Re: NUMA scheduler (was: 2.5 merge candidate list 1.5)

From: Martin J. Bligh (mbligh@aracnet.com)
Date: Sun Oct 27 2002 - 18:52:55 EST


> This is interesting, indeed. As you might have seen from the tests I
> posted on LKML I could not see that effect on our IA64 NUMA machine.
> Which arises the question: is it expensive to recalculate the load
> when doing an exec (which I should also see) or is the strategy of
> equally distributing the jobs across the nodes bad for certain
> load+architecture combinations?

I suspect the former. Bouncing a whole pile of cachelines every time
would be much more expensive for me than it would for you, and
kernbench will be heavy on exec.

> As I'm not seeing the effect, maybe
> you could do the following experiment:
> In sched_best_node() keep only the "while" loop at the beginning. This
> leads to a cheap selection of the next node, just a simple round robin.

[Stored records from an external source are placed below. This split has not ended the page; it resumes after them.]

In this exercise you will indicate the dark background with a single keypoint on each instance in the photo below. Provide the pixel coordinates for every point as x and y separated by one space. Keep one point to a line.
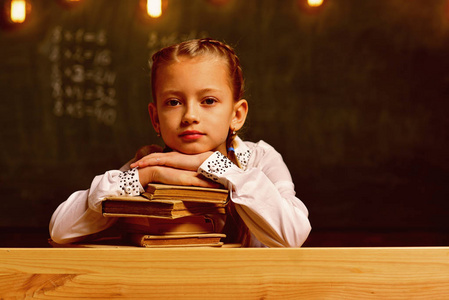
354 95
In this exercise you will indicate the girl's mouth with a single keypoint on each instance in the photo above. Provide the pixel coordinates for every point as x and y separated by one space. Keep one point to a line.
191 135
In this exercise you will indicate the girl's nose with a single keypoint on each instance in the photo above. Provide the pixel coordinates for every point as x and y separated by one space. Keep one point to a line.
191 114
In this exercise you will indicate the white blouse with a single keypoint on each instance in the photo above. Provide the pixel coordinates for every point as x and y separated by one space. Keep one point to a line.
262 190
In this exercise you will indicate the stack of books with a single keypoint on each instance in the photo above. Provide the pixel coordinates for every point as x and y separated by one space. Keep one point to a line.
170 215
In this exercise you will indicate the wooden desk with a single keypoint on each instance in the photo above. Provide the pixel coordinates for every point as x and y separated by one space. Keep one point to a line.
306 273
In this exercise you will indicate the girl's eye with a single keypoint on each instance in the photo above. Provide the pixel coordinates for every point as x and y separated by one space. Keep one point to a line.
173 102
209 101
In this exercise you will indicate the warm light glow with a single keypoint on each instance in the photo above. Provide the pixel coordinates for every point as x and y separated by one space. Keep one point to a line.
154 8
315 3
18 11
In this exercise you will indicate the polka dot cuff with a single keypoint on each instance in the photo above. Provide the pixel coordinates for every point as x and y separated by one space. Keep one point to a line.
215 167
129 184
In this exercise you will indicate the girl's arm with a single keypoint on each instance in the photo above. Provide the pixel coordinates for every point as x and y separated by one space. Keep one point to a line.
80 215
264 196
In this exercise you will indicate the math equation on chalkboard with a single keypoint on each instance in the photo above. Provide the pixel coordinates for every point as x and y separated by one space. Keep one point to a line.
82 78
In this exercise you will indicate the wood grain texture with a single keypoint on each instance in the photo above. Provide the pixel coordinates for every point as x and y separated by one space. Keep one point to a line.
310 273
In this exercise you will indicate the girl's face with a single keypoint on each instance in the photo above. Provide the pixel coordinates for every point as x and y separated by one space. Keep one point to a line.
194 107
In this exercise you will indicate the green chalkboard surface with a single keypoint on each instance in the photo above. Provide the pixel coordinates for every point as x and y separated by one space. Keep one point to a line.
353 95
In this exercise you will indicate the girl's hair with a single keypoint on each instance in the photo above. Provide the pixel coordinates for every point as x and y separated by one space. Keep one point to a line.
197 48
236 229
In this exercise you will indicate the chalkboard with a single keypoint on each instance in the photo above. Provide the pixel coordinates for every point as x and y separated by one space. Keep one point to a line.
353 95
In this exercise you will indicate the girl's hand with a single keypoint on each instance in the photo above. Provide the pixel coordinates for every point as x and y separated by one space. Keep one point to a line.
174 160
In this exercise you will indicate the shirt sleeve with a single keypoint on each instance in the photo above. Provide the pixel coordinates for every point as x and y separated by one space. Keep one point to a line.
264 196
81 214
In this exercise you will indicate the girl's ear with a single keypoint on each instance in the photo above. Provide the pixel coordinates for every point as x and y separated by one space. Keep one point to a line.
152 109
240 113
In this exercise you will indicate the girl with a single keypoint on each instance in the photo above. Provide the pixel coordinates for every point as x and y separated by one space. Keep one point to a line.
197 109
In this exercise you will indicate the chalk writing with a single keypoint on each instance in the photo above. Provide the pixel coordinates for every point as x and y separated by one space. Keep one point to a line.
82 79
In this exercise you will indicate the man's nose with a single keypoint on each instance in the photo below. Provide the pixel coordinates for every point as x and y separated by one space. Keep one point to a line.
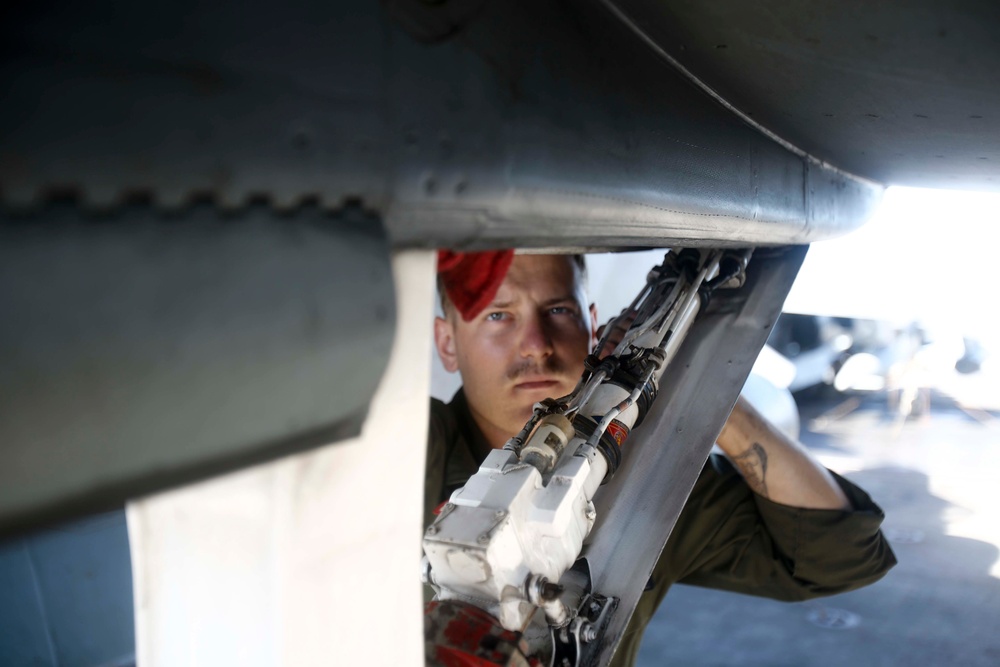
536 340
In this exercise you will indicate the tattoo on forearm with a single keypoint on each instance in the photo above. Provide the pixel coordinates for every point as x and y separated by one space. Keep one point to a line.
753 464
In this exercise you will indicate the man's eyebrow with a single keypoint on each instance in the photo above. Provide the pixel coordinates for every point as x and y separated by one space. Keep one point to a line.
569 298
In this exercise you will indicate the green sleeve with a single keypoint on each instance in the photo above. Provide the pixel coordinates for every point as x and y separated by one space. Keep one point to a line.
728 537
437 453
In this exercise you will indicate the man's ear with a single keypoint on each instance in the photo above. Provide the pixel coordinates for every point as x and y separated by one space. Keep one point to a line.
593 326
444 341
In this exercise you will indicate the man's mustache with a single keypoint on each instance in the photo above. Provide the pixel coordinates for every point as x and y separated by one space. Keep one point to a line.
528 367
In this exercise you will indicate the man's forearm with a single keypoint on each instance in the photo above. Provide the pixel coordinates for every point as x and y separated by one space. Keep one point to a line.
774 465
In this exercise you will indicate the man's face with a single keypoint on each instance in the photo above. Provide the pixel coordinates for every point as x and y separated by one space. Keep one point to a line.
529 344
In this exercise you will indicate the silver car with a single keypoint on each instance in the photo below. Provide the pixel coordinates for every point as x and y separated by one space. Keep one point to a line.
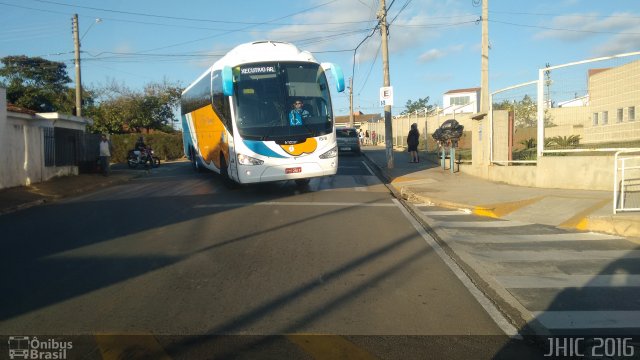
348 140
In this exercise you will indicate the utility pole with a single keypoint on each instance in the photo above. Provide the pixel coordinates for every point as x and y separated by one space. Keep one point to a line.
388 129
351 102
76 41
484 78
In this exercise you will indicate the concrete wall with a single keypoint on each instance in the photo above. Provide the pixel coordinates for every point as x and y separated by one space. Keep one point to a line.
558 172
22 145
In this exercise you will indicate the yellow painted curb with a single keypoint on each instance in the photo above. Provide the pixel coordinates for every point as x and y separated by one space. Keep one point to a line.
501 209
114 347
329 347
405 179
579 221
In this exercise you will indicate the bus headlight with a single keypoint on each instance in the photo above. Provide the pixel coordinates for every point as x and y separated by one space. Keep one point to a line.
331 153
248 160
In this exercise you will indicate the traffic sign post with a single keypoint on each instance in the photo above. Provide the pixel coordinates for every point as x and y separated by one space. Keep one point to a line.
386 96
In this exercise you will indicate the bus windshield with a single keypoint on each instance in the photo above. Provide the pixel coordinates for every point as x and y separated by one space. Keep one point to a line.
282 101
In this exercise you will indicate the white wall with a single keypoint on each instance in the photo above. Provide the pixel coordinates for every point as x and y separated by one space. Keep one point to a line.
472 107
22 143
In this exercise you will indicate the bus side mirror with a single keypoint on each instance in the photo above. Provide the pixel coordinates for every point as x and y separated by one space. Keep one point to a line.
227 81
336 71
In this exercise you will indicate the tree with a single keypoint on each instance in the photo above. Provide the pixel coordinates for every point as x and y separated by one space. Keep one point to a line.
122 110
35 83
525 112
418 105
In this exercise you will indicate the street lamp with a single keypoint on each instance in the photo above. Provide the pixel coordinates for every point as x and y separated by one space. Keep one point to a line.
76 40
97 21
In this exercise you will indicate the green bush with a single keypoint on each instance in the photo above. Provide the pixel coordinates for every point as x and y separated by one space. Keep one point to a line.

Maybe I could just send you the profiles instead ;-)
If I have more time, I'll try your suggestion.
I'm trying Michael's balance_exec on top of your patch 1 at the
moment, but I'm somewhat confused by his code for sched_best_cpu.

+static int sched_best_cpu(struct task_struct *p)
+{
+ int i, minload, best_cpu, cur_cpu, node;
+ best_cpu = task_cpu(p);
+ if (cpu_rq(best_cpu)->nr_running <= 2)
+ return best_cpu;
+
+ node = __cpu_to_node(__get_cpu_var(last_exec_cpu));
+ if (++node >= numnodes)
+ node = 0;
+
+ cur_cpu = __node_to_first_cpu(node);
+ minload = cpu_rq(best_cpu)->nr_running;
+
+ for (i = 0; i < NR_CPUS; i++) {
+ if (!cpu_online(cur_cpu))
+ continue;
+
+ if (minload > cpu_rq(cur_cpu)->nr_running) {
+ minload = cpu_rq(cur_cpu)->nr_running;
+ best_cpu = cur_cpu;
+ }
+ if (++cur_cpu >= NR_CPUS)
+ cur_cpu = 0;
+ }
+ __get_cpu_var(last_exec_cpu) = best_cpu;
+ return best_cpu;
+}

Michael, the way I read the NR_CPUS loop, you walk every cpu
in the system, and take the best from all of them. In which case
what's the point of the last_exec_cpu stuff? On the other hand,
I changed your NR_CPUS to 4 (ie just walk the cpus in that node),
and it got worse. So perhaps I'm just misreading your code ...
and it does seem significantly cheaper to execute than Erich's.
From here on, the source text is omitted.